Initial research put the cost of materials around $3,000, and this is the point of the story where that incredible community makes its entrance. Families 1st Partnership gladly offered a thousand dollars. Lantis’s husband, a rancher, teamed with the husband (himself a rancher, too) of the ESU 16 speech pathologist who works with Nathan in assembling a fencing crew.

“I reached out to all of our staff and told them the story, and within a week-and-a-half, we had all of the money needed to purchase the materials,” said Lantis. “Another co-worker said ‘I have a swing-set if someone can haul it.’”

The Lions Club in Mullen volunteered for that task, and, in almost no time at all, the “Operation Build a Fence” crew had ballooned to 16.

The team met bright and early on Saturday, June 13, before 8 a.m., and, like people do around here, went to work. When they broke for lunch five hours later, half the pickets were up around the 250-foot fence. Nathan waited inside, his excitement building.

“Basically all of his teachers and everyone who would provide the support for him on a regular non-pandemic basis showed up in our yard to provide a summer’s worth of support,” said Crystal, still in awe. “His occupational therapist showed up with a swing that can support up to 600 pounds so that it can grow with him. It was just tremendous to have such a community of support, not only from the school and the ESU, but from local people showing up in a big, big way.”

When the project was finished, the Hessin’s back-yard playground Utopia, with its swings and slides and a sandbox, too, glistened. It was only missing one thing.
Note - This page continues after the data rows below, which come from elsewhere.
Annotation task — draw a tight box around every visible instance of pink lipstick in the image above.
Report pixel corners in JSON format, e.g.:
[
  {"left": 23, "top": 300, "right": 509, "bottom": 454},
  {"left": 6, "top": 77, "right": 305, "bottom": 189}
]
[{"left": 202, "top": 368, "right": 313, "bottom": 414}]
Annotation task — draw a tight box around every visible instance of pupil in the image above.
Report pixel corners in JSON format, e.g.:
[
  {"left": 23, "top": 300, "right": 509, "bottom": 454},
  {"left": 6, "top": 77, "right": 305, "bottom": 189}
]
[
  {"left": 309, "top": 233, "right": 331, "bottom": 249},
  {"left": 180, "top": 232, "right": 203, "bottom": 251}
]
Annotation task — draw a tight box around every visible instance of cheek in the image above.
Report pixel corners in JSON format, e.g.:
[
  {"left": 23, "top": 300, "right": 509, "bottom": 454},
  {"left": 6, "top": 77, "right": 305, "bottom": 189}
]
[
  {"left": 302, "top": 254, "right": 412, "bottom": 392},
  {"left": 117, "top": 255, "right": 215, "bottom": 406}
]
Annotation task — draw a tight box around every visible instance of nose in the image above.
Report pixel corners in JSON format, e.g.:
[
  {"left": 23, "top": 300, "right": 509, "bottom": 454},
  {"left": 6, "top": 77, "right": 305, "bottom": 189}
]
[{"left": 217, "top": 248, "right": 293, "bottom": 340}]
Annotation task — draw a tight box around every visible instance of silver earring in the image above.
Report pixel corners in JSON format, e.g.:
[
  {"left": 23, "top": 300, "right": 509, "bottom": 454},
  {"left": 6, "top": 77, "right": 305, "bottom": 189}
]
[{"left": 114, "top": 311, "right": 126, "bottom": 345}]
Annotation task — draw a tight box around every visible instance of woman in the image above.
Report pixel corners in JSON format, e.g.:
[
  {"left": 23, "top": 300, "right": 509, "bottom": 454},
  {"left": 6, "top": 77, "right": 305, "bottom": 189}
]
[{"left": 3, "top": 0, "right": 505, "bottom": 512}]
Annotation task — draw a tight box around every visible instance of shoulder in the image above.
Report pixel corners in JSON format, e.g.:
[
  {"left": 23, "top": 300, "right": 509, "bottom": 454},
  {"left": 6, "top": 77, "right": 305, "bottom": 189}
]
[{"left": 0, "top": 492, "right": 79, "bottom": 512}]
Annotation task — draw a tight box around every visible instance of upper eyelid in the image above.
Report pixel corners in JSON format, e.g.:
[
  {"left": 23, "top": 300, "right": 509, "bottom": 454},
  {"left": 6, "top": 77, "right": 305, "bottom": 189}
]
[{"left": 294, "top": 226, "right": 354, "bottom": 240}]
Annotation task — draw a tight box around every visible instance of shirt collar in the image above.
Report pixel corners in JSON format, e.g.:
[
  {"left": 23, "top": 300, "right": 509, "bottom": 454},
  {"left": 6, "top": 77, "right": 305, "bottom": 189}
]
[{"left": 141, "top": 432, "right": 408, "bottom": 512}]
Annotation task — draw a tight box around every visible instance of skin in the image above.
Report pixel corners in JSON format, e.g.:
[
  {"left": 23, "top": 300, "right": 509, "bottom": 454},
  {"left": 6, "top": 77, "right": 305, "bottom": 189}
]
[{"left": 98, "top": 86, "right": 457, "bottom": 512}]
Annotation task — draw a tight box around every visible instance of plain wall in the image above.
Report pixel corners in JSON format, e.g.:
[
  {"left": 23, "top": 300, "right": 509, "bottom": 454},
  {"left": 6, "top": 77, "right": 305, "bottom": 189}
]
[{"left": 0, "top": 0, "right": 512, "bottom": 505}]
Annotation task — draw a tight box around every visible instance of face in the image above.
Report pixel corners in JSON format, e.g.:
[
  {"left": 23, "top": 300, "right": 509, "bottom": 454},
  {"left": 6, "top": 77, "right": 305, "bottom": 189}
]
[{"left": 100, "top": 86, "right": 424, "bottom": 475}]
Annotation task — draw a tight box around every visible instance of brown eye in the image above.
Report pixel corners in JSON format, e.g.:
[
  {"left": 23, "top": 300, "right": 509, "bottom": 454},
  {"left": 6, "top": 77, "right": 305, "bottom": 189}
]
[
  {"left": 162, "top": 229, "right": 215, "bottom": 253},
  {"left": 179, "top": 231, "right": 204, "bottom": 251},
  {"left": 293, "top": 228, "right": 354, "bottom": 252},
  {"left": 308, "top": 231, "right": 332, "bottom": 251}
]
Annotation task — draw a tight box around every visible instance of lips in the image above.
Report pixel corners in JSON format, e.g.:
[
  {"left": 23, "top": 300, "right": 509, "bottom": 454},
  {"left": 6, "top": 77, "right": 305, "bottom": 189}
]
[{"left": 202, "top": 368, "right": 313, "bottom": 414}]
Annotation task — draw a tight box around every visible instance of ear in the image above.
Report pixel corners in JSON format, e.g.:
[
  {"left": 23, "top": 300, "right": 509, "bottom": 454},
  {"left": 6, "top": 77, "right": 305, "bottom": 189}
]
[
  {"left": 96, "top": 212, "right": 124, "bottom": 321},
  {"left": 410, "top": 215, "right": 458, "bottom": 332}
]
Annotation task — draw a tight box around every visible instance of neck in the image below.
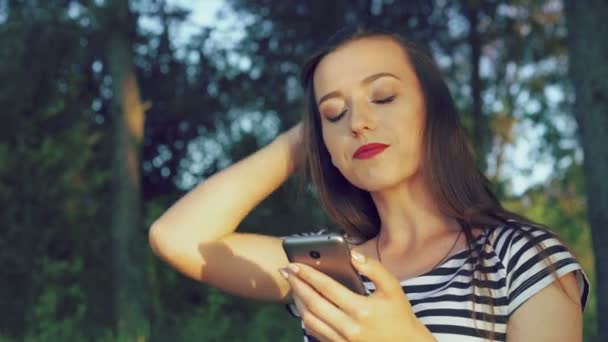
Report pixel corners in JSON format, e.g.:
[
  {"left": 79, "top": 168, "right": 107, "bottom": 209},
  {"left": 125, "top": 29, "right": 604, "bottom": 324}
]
[{"left": 371, "top": 173, "right": 460, "bottom": 253}]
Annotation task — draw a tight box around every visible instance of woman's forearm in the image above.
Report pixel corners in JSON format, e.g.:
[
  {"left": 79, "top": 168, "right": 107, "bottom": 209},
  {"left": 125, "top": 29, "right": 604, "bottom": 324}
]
[{"left": 150, "top": 126, "right": 300, "bottom": 247}]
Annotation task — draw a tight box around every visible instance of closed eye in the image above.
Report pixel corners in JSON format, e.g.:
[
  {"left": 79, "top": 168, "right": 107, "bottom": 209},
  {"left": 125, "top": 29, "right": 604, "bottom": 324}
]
[
  {"left": 374, "top": 95, "right": 396, "bottom": 104},
  {"left": 327, "top": 108, "right": 346, "bottom": 122}
]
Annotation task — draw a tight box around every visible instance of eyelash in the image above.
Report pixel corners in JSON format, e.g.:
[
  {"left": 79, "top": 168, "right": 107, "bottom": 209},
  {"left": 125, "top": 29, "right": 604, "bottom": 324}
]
[{"left": 327, "top": 95, "right": 397, "bottom": 122}]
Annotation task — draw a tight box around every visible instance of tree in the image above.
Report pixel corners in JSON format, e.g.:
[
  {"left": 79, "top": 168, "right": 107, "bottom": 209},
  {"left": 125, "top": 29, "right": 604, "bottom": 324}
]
[
  {"left": 565, "top": 0, "right": 608, "bottom": 341},
  {"left": 101, "top": 0, "right": 146, "bottom": 338}
]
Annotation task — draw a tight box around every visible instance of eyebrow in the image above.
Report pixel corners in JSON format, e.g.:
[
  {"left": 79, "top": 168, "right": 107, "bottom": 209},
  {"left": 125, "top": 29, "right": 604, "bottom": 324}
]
[{"left": 317, "top": 72, "right": 401, "bottom": 106}]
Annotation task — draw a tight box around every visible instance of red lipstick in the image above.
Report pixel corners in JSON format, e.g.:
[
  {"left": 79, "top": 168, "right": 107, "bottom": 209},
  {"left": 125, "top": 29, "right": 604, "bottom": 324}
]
[{"left": 353, "top": 143, "right": 389, "bottom": 159}]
“Of course we had to stay around and get Nathan and the kids on video coming out,” Lantis said, crediting the goodwill of the crew for making a magical day possible. “It is unbelievable the skill set of different people in these communities and these schools. The people of Western Nebraska are amazing and so willing to do whatever it takes to make life a little sweeter or better for kids.”

The fence has changed Nathan’s life.

“His favorite part is simply freedom,” his mom said. “The ability to leave our front door open and let him come and go as he pleases, we’ve never had that before. He’s just ecstatic and has a considerably higher level of contentment now.”
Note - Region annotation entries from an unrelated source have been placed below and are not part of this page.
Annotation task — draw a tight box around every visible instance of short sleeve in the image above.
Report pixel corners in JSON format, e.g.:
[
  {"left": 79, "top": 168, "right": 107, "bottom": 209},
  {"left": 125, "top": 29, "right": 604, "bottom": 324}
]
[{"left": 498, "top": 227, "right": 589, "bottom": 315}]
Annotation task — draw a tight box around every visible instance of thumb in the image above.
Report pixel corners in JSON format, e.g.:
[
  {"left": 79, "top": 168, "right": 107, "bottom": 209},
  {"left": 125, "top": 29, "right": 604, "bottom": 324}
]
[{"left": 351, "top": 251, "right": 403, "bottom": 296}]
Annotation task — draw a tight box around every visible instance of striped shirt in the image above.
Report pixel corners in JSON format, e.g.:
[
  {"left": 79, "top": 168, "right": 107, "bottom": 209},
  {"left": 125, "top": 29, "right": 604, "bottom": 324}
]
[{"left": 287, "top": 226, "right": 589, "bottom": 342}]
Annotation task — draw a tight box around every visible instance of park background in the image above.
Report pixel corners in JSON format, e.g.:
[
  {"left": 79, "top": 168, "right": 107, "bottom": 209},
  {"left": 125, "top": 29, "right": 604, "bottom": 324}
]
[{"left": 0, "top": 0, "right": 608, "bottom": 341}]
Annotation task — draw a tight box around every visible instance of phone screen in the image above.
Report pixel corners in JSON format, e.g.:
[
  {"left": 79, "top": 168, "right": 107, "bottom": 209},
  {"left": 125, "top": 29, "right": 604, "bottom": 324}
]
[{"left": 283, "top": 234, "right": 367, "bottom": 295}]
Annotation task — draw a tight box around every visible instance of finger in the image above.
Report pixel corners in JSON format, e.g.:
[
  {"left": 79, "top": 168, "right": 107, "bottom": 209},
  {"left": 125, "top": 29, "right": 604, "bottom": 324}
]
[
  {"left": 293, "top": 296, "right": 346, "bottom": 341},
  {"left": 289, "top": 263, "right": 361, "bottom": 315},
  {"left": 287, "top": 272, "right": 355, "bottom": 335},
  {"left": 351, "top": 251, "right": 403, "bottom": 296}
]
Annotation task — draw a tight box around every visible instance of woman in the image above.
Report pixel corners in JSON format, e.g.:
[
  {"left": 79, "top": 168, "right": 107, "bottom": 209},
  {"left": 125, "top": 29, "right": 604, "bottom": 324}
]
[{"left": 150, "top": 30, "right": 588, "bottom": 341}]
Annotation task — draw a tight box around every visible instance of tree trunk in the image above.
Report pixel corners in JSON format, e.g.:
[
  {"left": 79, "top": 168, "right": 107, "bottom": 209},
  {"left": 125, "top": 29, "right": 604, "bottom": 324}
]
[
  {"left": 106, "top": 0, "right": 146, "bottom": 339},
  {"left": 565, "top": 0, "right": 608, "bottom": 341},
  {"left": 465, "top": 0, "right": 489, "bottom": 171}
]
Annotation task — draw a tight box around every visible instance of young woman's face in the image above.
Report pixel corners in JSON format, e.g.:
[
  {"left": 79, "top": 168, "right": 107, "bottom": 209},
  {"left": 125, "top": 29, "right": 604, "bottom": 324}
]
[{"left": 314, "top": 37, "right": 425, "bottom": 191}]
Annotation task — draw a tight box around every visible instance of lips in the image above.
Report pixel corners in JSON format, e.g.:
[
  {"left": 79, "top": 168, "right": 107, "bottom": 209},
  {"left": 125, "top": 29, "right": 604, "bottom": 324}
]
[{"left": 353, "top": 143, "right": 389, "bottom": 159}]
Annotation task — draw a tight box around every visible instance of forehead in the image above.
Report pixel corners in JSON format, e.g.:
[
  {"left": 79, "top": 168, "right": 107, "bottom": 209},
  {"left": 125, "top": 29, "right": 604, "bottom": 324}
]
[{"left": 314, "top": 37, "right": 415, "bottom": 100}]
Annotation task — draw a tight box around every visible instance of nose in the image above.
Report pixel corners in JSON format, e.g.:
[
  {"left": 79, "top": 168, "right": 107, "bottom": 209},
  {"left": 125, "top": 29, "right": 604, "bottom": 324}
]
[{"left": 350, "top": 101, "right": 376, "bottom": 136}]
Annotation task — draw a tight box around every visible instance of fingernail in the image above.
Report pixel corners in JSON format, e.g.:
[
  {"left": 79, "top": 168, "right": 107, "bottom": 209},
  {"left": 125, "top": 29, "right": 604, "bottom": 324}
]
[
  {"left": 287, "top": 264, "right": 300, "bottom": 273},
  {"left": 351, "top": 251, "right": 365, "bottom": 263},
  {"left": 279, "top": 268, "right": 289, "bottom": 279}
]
For the first time in his life, Nathan is sleeping through the nights. He plays and runs all day until his energy is on low and then wakes up bright and early in the mornings to do it all over. Through digging in the sand and playing in the water, his sensory needs are being met.

Just the other day, a mother looked outside of her window and saw a little sister pushing her big brother on a swing.

“In the past, if we were to go to a park, we wouldn’t have been there long enough for that activity to engage,” she said. “We’ve seen an overall improvement to everyone’s life.”

Fences are known for what they keep in or keep out, but this one serves a different purpose.

Inside this fence, boundaries fade away and summer days slide by in happy spurts of sun-soaked laughter and memories the Hessins are more than ready to make.

“It’s been absolutely tremendous,” said Crystal.

“We couldn’t have asked for anything better.”